Литмир - Электронная Библиотека

Итак, создается впечатление, будто живущему во мне демону все-таки удалось одержать победу над моим желанием снимать фильмы. Но это вовсе не так. Уже около двадцати лет меня мучает хроническая бессонница. Страшного в этом ничего нет, человек может обходиться гораздо менее продолжительным сном, чем это принято думать, мне, во всяком случае, вполне хватает пяти часов. Изнуряет другое – ночь делает человека легко ранимым, смещает перспективы; лежишь и прокручиваешь дурацкие или унизительные ситуации, терзаешься раскаянием за необдуманные или преднамеренные гадости. Частенько по ночам слетаются ко мне стаи черных птиц: страх, бешенство, стыд, раскаяние, тоска. Для бессонницы тоже существуют свои ритуалы: поменять кровать, зажечь свет, почитать книгу, послушать музыку, съесть печенье и шоколадку, выпить минеральной воды. Вовремя принятая таблетка валиума дает иногда превосходный эффект, но она же может привести к роковым последствиям – раздражительности и усилившемуся чувству страха.

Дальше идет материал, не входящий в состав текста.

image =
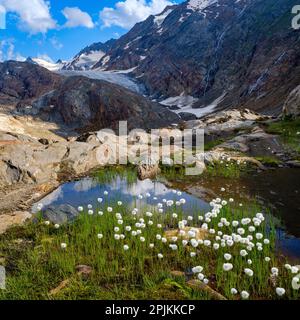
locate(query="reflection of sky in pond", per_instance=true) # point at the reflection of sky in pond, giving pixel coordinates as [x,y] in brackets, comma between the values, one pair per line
[87,190]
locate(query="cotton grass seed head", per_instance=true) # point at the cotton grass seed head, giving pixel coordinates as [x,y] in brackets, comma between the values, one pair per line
[244,295]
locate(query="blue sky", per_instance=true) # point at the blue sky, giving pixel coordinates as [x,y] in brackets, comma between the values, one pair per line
[59,29]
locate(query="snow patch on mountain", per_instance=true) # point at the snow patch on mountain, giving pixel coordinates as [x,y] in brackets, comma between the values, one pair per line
[185,104]
[119,77]
[181,101]
[51,66]
[86,60]
[159,19]
[199,5]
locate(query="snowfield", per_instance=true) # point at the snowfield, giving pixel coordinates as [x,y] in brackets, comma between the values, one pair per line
[185,104]
[119,77]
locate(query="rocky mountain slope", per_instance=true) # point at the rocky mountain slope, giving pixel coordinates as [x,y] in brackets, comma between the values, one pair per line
[242,51]
[21,81]
[76,102]
[89,56]
[88,104]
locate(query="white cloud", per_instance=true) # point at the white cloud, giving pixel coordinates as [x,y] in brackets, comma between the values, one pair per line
[77,18]
[34,15]
[7,51]
[44,57]
[127,13]
[56,43]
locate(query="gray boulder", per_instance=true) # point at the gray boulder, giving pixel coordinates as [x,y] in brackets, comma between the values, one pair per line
[60,214]
[291,106]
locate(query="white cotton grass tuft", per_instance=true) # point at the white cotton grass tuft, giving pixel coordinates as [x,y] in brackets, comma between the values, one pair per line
[248,272]
[227,266]
[280,291]
[197,269]
[227,256]
[245,295]
[233,291]
[63,245]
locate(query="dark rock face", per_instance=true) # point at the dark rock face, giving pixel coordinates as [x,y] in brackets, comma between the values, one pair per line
[21,81]
[90,105]
[246,49]
[186,116]
[61,214]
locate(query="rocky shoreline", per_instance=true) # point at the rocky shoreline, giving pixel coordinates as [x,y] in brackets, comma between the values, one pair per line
[34,159]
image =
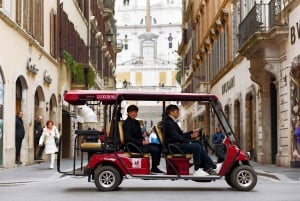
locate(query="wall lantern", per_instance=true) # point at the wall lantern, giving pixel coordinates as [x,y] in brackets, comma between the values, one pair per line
[31,67]
[109,36]
[47,78]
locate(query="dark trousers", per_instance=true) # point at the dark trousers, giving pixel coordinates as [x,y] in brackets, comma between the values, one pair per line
[200,157]
[18,143]
[38,151]
[154,150]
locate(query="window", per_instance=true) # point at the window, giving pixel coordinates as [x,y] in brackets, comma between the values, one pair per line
[33,19]
[53,48]
[148,50]
[126,42]
[170,38]
[126,2]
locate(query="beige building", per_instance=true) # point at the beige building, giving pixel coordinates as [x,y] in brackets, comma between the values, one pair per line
[245,52]
[40,40]
[150,32]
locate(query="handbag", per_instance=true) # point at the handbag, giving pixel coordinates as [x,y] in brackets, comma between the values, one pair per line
[296,154]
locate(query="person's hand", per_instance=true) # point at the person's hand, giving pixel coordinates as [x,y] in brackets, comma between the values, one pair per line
[146,141]
[195,135]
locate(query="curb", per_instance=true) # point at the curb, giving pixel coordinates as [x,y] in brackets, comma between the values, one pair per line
[264,174]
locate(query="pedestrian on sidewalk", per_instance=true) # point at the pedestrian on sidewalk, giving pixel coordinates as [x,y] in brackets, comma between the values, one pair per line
[296,152]
[50,137]
[20,133]
[38,130]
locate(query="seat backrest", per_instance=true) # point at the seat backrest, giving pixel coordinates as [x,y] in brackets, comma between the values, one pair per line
[158,131]
[121,132]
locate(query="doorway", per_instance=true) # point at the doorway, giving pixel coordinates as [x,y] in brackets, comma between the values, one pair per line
[273,104]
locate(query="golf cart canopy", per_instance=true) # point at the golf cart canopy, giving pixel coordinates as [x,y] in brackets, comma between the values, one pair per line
[80,97]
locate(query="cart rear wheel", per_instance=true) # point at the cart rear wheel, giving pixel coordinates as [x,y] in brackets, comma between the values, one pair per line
[228,179]
[107,178]
[243,178]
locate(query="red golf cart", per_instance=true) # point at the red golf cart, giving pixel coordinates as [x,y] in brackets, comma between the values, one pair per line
[109,160]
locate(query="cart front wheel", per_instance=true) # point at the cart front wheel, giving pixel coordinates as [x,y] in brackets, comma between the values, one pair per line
[243,178]
[107,178]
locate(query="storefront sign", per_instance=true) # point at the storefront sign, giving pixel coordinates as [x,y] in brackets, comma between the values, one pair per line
[228,85]
[295,33]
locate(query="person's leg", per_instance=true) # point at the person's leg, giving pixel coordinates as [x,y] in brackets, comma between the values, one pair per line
[195,149]
[18,143]
[40,152]
[155,154]
[52,161]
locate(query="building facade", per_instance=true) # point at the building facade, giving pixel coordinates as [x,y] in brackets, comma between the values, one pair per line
[149,32]
[246,53]
[48,47]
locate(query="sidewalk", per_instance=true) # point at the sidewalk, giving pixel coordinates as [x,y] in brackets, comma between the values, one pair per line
[275,172]
[41,172]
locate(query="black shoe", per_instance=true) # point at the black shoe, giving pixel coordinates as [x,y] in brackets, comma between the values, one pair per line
[18,162]
[156,171]
[211,171]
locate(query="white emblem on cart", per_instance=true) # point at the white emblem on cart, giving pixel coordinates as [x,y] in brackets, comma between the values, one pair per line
[136,162]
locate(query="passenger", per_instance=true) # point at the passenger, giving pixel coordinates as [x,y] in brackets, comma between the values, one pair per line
[185,141]
[219,147]
[133,133]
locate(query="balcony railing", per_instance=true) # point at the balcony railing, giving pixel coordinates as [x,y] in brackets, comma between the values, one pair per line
[262,18]
[108,9]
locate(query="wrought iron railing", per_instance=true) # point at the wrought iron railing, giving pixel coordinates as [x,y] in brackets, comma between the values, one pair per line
[262,18]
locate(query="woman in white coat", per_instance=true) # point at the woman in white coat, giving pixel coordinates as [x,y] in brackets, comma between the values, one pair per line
[49,136]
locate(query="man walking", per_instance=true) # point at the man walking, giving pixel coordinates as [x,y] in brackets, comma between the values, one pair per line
[38,129]
[20,133]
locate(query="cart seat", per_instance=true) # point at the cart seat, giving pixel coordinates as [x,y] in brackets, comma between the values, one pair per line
[159,132]
[129,146]
[89,145]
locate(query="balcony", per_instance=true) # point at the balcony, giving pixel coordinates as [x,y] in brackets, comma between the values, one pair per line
[108,9]
[262,19]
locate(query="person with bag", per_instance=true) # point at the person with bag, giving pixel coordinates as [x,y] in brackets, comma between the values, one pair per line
[38,129]
[296,152]
[220,149]
[49,138]
[20,133]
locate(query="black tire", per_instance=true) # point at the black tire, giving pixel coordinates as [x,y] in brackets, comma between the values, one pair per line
[107,178]
[228,179]
[243,178]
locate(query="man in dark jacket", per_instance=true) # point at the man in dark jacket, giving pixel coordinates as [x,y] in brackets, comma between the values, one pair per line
[38,129]
[185,141]
[20,133]
[133,133]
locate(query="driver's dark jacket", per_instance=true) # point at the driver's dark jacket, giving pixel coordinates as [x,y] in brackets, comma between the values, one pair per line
[133,132]
[174,134]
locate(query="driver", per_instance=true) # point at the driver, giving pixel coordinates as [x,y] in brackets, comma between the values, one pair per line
[133,133]
[174,135]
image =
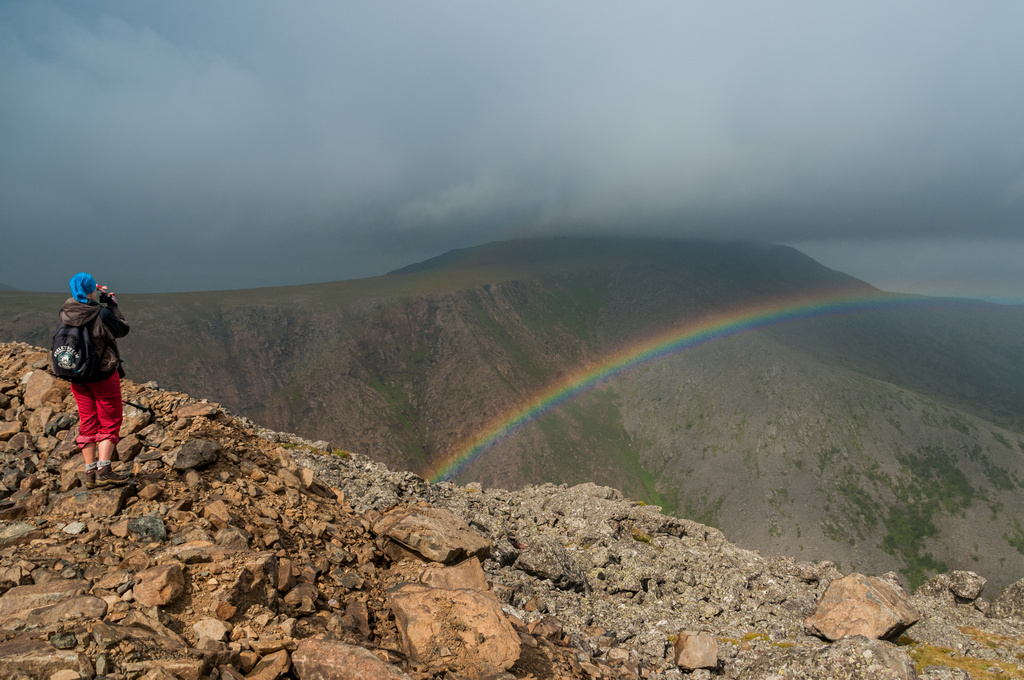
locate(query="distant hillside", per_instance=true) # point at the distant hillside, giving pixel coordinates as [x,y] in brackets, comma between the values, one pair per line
[887,436]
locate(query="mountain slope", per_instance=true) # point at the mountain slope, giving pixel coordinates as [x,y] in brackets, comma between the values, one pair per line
[887,437]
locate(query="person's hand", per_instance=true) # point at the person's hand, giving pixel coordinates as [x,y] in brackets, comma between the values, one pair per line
[105,297]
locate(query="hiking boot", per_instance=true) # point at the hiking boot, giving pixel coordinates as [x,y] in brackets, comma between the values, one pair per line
[105,476]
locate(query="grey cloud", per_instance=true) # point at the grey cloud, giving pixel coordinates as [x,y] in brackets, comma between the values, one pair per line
[328,140]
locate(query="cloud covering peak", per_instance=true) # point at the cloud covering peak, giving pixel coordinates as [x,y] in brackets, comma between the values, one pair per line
[233,144]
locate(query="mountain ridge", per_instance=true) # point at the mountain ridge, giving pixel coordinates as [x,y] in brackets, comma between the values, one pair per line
[406,367]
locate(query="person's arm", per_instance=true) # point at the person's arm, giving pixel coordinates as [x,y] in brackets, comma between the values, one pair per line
[114,320]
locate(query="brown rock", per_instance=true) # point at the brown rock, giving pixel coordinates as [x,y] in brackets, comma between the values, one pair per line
[17,534]
[151,493]
[197,410]
[99,502]
[464,627]
[435,534]
[84,607]
[159,585]
[211,629]
[271,667]
[322,660]
[217,513]
[695,649]
[181,669]
[286,576]
[9,428]
[42,388]
[35,659]
[18,602]
[128,448]
[861,605]
[224,610]
[134,420]
[467,575]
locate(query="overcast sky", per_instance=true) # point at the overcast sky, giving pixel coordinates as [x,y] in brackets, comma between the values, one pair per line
[196,145]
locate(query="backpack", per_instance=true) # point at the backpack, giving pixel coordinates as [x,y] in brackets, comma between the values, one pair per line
[72,353]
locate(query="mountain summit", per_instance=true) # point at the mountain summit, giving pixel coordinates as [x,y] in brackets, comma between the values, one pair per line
[795,408]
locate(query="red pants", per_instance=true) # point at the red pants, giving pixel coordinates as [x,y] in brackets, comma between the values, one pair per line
[98,410]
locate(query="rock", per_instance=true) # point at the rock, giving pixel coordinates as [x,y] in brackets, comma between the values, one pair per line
[128,448]
[465,627]
[433,534]
[193,454]
[233,538]
[134,419]
[211,629]
[9,428]
[159,585]
[254,585]
[85,607]
[271,667]
[17,603]
[465,576]
[197,410]
[35,659]
[98,502]
[952,587]
[854,657]
[16,534]
[695,649]
[861,605]
[42,388]
[147,527]
[546,557]
[322,660]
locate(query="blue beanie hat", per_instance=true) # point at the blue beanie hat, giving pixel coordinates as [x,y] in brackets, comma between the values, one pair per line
[81,285]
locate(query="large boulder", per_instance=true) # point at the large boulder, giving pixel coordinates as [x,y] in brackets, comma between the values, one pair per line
[546,557]
[431,534]
[695,649]
[861,605]
[1010,603]
[464,628]
[160,585]
[193,454]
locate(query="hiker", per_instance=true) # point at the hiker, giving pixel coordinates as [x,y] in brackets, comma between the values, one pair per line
[98,392]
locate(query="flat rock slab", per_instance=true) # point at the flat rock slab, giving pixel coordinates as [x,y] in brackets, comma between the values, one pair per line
[861,605]
[35,659]
[15,534]
[18,602]
[322,660]
[99,502]
[433,534]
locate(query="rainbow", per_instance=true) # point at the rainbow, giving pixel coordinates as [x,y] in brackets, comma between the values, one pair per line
[691,334]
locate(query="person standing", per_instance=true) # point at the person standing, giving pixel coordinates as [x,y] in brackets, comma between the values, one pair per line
[97,395]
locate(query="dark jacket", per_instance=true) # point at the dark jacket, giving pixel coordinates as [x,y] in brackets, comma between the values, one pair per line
[107,324]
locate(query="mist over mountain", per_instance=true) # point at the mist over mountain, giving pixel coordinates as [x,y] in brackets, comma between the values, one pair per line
[889,437]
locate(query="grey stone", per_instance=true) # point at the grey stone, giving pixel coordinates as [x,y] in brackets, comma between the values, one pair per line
[193,454]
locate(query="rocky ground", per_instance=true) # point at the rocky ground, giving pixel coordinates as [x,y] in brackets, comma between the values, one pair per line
[243,553]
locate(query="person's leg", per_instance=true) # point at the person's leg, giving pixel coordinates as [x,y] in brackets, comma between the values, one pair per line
[88,429]
[111,414]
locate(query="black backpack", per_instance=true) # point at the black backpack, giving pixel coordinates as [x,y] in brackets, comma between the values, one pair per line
[72,353]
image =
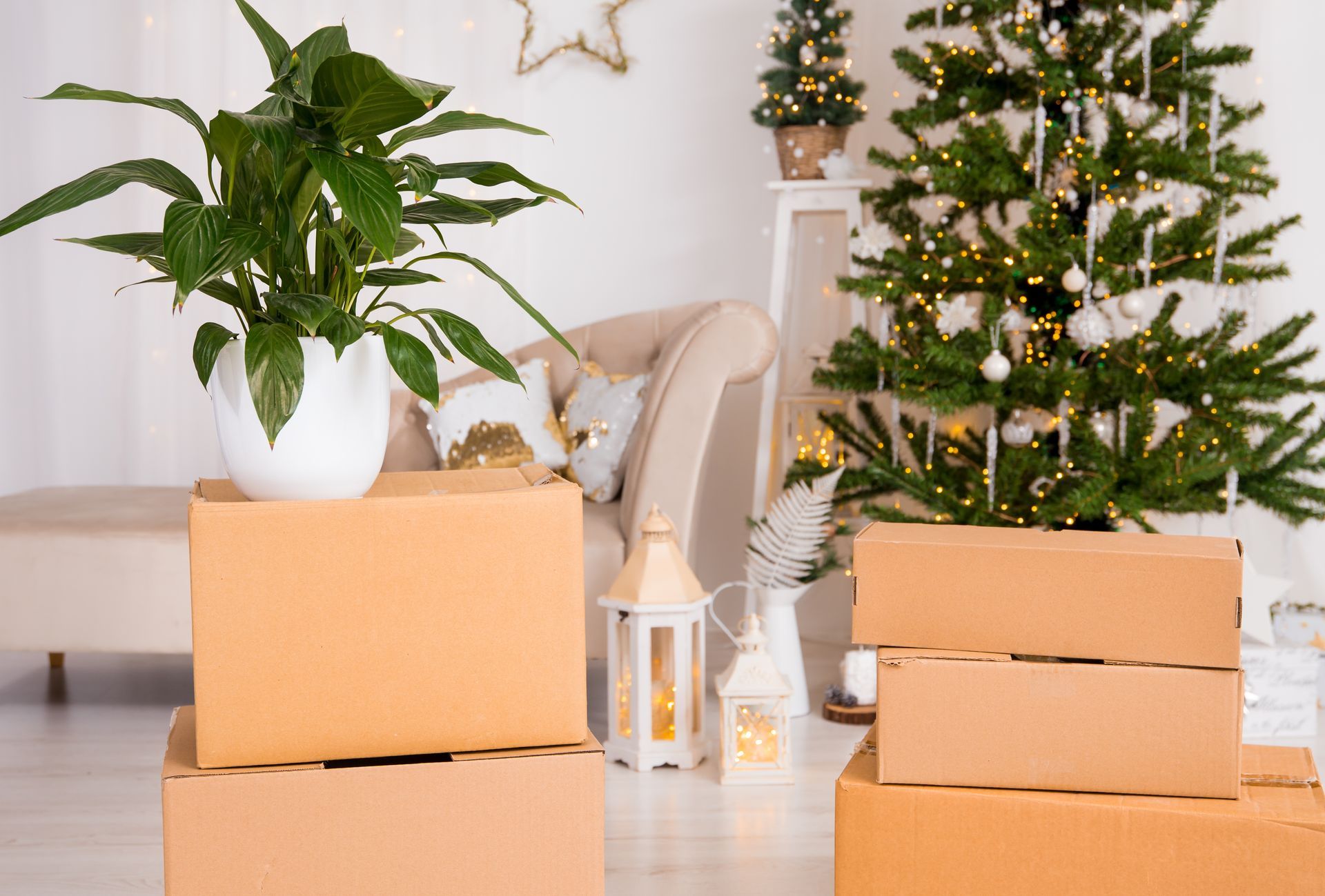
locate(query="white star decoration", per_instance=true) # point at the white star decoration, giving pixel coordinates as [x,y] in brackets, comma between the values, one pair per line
[874,240]
[1259,593]
[954,315]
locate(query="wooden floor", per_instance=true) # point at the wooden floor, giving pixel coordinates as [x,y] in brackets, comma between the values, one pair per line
[80,789]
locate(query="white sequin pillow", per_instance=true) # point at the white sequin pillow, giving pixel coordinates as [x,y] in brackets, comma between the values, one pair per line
[599,417]
[496,424]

Третья причина моего решения – надвигающаяся старость, явление, по поводу которого я не испытываю ни сожаления, ни радости. Тяжелее стало преодолевать возникающие проблемы, больше возни с мизансценами, медленнее принимаются решения, непредвиденные практические трудности буквально парализуют меня.

Накопившаяся усталость выражается в растущем педантизме. Чем сильнее утомление, тем сильнее недовольство: чувства обострены до предела, я повсюду вижу провалы и ошибки.

Придирчиво перебирая свои последние фильмы и постановки, я тут и там обнаруживаю крохоборческое, убивающее жизнь и душу стремление к совершенству. В театре опасность не так велика, там я имею возможность подкараулить погрешности или в крайнем случае меня поправят актеры. В кино – все бесповоротно. Ежедневно – три минуты готового фильма, которые должны жить, дышать, быть произведением искусства. Порой я отчетливо, почти физически ощущаю в себе глухо ворочающееся допотопное чудовище – наполовину животное, наполовину человек, – готовое в любую минуту вылезти наружу: однажды утром у меня на языке появится отвратительный привкус его жесткой бороды, тело мое задрожит от подергивания его слабых членов, я услышу его дыхание. Я чувствую наступление сумерек, но это не смерть, а угасание. Иногда мне снится, будто у меня выпадают зубы, и я выплевываю изо рта желтые крошащиеся огрызки.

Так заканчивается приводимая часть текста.